Ramotar has indeed tweaked the nation’s conscience
Adam Harris is right in stating that “Donald Ramotar has tweaked the conscience” of the nation (KN Sep 9) especially with regards to his failure to change the way government has conducted business after he became President last December.
I traveled a lot throughout Guyana in July conducting an opinion survey on peoples’ views about the government and on President Ramotar.
People across the political divide complained that their expectations on good governance and a change from the past so far have not been met.
They had hoped that with the government being a minority, there would be a new and improved way of conducting business with proper accountability and widespread consultation.
They expressed disappointment that virtually nothing has changed from the recent past in how government conducts business, its treatment of people, and in the selection of cabinet people or regional chairpersons and administrators.
People are increasingly losing interest in politics, in the government, and in the president. And Ramotar, himself, is losing support to bring healing within his party and national reconciliation.
Publisher Glenn Lall has it right in stating that people, including PPP supporters and those who want to see Ramotar succeed, are disillusioned in Ramotar not distinguishing his Presidency from his predecessor. They had hoped for change and a new style in governance and political behavior. Instead, they said they feel they are worse off than before or just about the same.
They had wanted to see a lot more new faces in government and in the local regional administrative offices, as well as the banishment of those individuals who failed them and those who did wrong.
Instead, they complained there is a continuation of the same old policy and the retention of some of the discredited individuals in governance, or their promotion – that turned away supporters.
People, including PPP supporters, complained about corruption, expressing support for Ralph Ramkarran’s view that the party should investigate allegations, although they could not offer any hard evidence to support their claims. They viewed Ramotar as a good man who means well, but who is not willing to take decisive action to do the right thing in reforming the PPP and to clean-up corruption and in bringing fresh faces to give the PPP an improved image.
And Adam is right that many Indians have changed their view of the Desmond Hoyte presidency when comparing it with the PPP governance of the last few years. A lot of Indian business people said the country was better off under Hoyte’s presidency, regarding a crackdown on corruption and crime, and some have expressed regrets for not voting for Hoyte after the restoration of democracy.
Too many traditional PPP supporters have lost interest in politics saying their party no longer cares for them and that is one of the reasons why many stayed away from the polls last November and will do so again next election.
Some are yearning for the rise of a Desmond Hoyte or a Messiah to save them.
Many feel the PPP will lose the government next election and won’t get it back because the party does not want to do what is necessary to clean up its negative image. Many feel that unless Ramotar changes direction and bring new faces with integrity, the party is heading for a rude awakening next election.

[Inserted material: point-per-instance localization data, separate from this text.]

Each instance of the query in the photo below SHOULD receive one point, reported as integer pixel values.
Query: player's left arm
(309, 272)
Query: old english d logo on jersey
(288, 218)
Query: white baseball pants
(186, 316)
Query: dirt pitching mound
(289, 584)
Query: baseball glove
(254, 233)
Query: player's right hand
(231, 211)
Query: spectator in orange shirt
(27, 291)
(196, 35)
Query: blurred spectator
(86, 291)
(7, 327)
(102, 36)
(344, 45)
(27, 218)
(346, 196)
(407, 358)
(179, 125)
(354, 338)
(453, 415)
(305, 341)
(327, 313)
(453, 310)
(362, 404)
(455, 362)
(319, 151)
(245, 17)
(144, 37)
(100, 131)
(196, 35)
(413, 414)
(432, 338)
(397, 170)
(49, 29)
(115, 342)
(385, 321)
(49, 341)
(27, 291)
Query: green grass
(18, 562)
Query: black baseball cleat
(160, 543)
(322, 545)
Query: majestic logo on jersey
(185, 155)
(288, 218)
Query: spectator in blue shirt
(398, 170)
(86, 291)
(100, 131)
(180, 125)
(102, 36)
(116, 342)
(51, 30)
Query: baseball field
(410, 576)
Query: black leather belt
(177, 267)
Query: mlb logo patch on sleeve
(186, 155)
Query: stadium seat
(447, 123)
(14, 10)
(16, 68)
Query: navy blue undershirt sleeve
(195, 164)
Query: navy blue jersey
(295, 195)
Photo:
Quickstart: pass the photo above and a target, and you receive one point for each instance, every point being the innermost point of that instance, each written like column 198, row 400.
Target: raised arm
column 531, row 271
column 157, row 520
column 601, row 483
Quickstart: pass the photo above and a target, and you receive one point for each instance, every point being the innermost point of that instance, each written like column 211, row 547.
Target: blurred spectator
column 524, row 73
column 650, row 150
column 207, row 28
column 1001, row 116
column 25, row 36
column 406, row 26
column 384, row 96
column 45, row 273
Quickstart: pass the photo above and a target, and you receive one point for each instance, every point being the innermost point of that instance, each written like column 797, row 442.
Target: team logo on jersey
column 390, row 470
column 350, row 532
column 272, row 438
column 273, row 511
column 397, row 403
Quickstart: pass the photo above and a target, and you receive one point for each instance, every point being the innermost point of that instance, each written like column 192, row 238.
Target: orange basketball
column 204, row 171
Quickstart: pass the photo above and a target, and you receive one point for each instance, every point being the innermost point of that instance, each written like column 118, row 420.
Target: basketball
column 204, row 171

Many complained about the expected fallout from the resignation of Ralph Ramkarran, saying Ramotar has not done much to recall Ralph. They said Ramkarran’s resignation will most certainly have an adverse effect on support for the PPP. They noted that the party lost support last election when longtime stalwart Moses Nagamootoo resigned and linked up with the AFC, with Moses taking some grassroots support with him, denying the PPP a majority in last November’s elections. They feel Ramkarran’s resignation will take a toll on PPP support among the middle and professional classes.
The small number among the business class that still support the PPP and some among the working class said they will not vote in the next election because of Ramkarran’s departure. People described Ramkarran as someone who is highly respected and among a few party people who have unquestioned integrity.

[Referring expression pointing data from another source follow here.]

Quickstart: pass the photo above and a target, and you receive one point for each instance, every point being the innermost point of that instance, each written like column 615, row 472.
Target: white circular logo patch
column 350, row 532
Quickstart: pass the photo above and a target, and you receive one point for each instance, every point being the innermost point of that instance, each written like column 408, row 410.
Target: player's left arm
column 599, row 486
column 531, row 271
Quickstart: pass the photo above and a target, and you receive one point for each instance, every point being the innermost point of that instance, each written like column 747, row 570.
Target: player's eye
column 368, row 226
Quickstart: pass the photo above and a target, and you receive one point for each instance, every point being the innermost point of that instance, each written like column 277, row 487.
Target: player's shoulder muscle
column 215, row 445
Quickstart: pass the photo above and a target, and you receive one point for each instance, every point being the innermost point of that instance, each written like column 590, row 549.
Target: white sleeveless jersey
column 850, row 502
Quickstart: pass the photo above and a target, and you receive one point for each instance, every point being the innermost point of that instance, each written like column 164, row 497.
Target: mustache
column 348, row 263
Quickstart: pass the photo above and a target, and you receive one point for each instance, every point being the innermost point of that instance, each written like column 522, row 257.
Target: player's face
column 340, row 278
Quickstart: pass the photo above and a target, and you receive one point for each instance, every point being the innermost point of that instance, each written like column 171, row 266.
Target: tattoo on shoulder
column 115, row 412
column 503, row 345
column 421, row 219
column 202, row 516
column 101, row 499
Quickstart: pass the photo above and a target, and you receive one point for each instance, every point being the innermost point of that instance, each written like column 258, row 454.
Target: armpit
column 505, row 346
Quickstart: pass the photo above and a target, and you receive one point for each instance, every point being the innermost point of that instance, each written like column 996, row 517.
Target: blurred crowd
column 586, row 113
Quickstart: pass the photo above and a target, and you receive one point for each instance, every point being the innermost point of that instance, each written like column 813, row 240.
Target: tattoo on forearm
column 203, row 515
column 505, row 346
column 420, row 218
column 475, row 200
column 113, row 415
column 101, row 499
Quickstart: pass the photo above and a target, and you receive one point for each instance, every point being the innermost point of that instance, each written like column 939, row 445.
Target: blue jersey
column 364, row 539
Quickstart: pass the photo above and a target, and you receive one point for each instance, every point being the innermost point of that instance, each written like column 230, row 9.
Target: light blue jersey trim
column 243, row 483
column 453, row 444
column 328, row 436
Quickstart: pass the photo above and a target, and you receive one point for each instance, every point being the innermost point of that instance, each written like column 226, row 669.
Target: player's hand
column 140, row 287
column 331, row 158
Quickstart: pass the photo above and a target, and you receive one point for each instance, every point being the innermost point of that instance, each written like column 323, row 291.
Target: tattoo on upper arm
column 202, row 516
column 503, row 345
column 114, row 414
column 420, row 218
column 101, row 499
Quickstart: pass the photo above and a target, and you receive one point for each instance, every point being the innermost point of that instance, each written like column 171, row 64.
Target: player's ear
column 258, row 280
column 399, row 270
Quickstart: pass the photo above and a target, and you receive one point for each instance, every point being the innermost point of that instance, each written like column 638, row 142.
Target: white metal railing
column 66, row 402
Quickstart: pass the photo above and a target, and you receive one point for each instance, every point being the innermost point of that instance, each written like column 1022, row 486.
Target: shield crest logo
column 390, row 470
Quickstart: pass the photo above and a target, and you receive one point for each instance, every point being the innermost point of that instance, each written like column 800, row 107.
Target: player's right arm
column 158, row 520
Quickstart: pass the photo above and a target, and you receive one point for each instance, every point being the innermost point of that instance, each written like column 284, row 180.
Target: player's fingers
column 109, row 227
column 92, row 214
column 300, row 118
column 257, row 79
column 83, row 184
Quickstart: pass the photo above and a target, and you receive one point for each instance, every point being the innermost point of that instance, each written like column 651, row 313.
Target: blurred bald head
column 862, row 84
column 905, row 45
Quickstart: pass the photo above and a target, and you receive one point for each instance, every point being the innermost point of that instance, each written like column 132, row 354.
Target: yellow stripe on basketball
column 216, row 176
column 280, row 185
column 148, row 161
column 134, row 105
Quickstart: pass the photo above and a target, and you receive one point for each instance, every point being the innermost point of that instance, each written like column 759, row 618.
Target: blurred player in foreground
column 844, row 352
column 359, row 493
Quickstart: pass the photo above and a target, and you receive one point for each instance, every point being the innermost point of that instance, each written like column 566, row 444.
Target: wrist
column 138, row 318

The general feeling among supporters of all parties (including officials of the PPP) is the party would have won a thumping majority had Ramkarran or Nagamootoo or Navin Chandarpal led the party into last November’s election.
Many party supporters expressed frustration and anger with the failure of PPP leadership to mediate internal conflict to retain its stalwarts. Party supporters said they are fed up with their party alienating its base and longtime stalwarts. They described Ramkarran and Nagamootoo as good men that the party needs to retain office, and urge Ramotar to do whatever is necessary to bring them back into the fold.
An old female supporter put it this way. “If dem nah unite and dem nah listen to abee, dem guh feel. Abee nah guh vote and dem guh lose.”
As Adam Harris suggested, the Donald will have to eradicate the negativities of the past and change course, otherwise the future will become increasingly bleak.